Livros que vale a pena Ler

Por Luiz Eduardo Gasparetto

O mercado editorial oferece excelentes leituras para os mais diversos interesses dos leitores. Destaco alguns livros que li e que recomendo.

A Empresa Verde, de Elisabeth Laville (Editora ÕTE – 2009)

A autora, fundadora da Utopies, empresa francesa que oferece consultoria sobre desenvolvimento sustentável, é considerada a introdutora do debate sobre esse tema na França.

Segundo ela, “é possível criar uma empresa que esteja em harmonia com o mundo que a cerca, uma empresa para a qual o desenvolvimento sustentável seja uma segunda natureza”.

Neste livro, a autora procura demonstrar que uma companhia, independente de seu tamanho ou ramo de atuação, pode ser bem sucedida e também estar comprometida com o desenvolvimento sustentável, conciliando respeito ambiental, justiça social e prosperidade econômica.

Qual é a tua obra: Inquietações sobre gestão, liderança e ética, de Mario Sergio Cortella (Editora Vozes – 2007)

O autor, filósofo, mestre e doutor em Educação e professor-titular do Departamento de Teologia e Ciências da Religião na PUC-SP, faz a proposta de responder-mos a pergunta do título: qual é, afinal, a sua obra? É ser reconhecido? Desenvolver a capacidade de estar sempre aprendendo? Ou talvez seja encontrar-se naquilo que faz? Ser humilde então? Enfrentar o medo da mudança?

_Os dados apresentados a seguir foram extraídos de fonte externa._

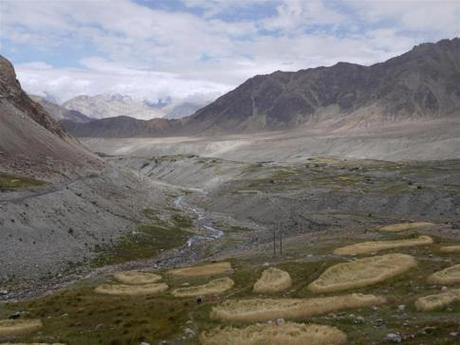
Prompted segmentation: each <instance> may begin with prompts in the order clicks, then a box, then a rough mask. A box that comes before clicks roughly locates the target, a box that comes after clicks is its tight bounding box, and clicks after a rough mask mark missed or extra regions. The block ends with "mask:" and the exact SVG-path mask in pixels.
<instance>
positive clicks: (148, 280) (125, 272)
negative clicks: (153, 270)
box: [113, 271, 161, 285]
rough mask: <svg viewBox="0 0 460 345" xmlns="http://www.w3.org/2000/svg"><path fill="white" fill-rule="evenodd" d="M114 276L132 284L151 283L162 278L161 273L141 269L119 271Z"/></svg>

Enquanto líder, ser capaz de inspirar pessoas, animá-las?

Todas essas perguntas o autor pretende que cada um responda a respeito de si mesmo identificando, finalmente, qual a sua obra.

Se você é um gestor este livro é duplamente recomendado, porque ele mostra as diversas inquietudes de um gestor na liderança de seu pessoal e fala também do maior desafio do líder, tarefa muito mais importante do que qualquer atividade que ele realize: inspirar pessoas.

DELUXE – Como o luxo perdeu o brilho, de Dana Thomas (Editora Campus – 2007)

A autora, escritora e jornalista das revistas Newsweek e New York Times Magazine e que foi professora de jornalismo da The American University of Paris, começa falando de um tempo em que o luxo estava disponível apenas no mundo refinado e aristocrático das grandes fortunas e não era na verdade um produto, mas um estilo de vida.

Em seguida mostra como hoje o setor é administrado por grandes corporações que estão preocupadas com crescimento, visibilidade e, principalmente, lucro e como aqueles produtos feitos à mão por artesãos estão praticamente extintos e quase toda a fabricação foi terceirizada para grandes fábricas.

Mergulha também no lado negro do setor do luxo para descobrir o segredo de grandes marcas como Prada, Gucci e outras. Fala do trabalho em laboratórios localizados no sul da França produzindo para diversas marcas, até fábricas totalmente inadequadas na China e na Índia onde operários colam a etiqueta “made in Italy” ou “made in France” em milhares de bolsas. E não só em produtos falsificados, mas legítimos, produzidos na China para as grandes marcas mundiais.